Tiny “submarines” that speed independently through the stomach, use gastric acid for fuel (while rapidly neutralizing it), and release their cargo precisely at the desired pH — though it may sound like science fiction, this is a new method for treating stomach diseases with acid-sensitive drugs introduced by nanoengineers at the University of California San Diego.
Though gastric acid is useful for digestion and protection from pathogens, it can be destructive to orally administered, pH-sensitive pharmaceuticals, including protein-based drugs or some antibiotics. A coating resistant to gastric juices is sufficient to protect substances intended to work in the intestines. However, if a drug needs to be activated in the stomach, for instance to treat stomach ulcers or Helicobacter pylori bacteria infection, it is usually combined with proton pump inhibitors to block production of acid. When used over longer periods, these can cause some side effects in patients, including headaches, diarrhea, fatigue, and in some severe cases, anxiety, depression, or rhabdomyolysis (a muscle disease).
With their micromotors, a team led by nanoengineering professors Liangfang Zhang and Joseph Wang at the UC San Diego Jacobs School of Engineering has introduced a novel approach for the neutralization of gastric acid that avoids side-effects and simultaneously acts as a drug transport mechanism that releases its cargo only when the required pH is reached.
The micromotors are 20-micrometer-sized magnesium spheres coated with a nanolayer of gold, followed by a pH sensitive polymer into a drug payload can be embedded. In this study, researchers embedded the polymer coating with a dye called rhodamine 6G as a model payload. Because the spheres lie on a glass support during the coating process, a small spot on the magnesium core remains uncoated. At this spot, an electrochemical reaction occurs, consuming protons and forming magnesium ions and releasing tiny bubbles of hydrogen gas.

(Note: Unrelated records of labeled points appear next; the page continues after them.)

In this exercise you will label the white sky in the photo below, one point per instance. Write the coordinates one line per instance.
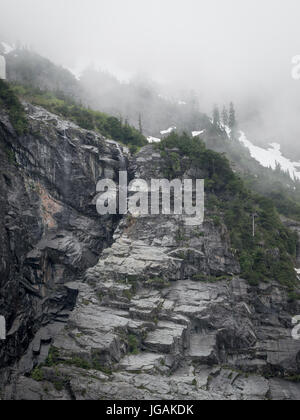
(223, 49)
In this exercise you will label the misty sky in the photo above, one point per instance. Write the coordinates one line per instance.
(222, 49)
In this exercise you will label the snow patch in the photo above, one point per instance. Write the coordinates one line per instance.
(153, 139)
(270, 158)
(168, 131)
(197, 133)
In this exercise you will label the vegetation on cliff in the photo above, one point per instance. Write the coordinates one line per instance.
(11, 103)
(269, 254)
(60, 104)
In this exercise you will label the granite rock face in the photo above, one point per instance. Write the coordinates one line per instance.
(147, 323)
(50, 230)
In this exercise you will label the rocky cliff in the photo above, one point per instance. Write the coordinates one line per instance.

The bubbles propel the motors. This motion results in effective mixing of the liquid. This causes the reaction to proceed rapidly. Less than 20 minutes after administering the motors, the stomach environment reaches a neutral pH value. Once this is reached, the polymer dissolves and releases the payload. In addition, the propulsion increases penetration of the microtransporter into the gastric mucosa, which increases the amount of time that the payload is retained in the stomach. The micromotors are biocompatible and safe to use in the stomach. Stomach function is not affected and the normal pH value is re-established within 24 hours.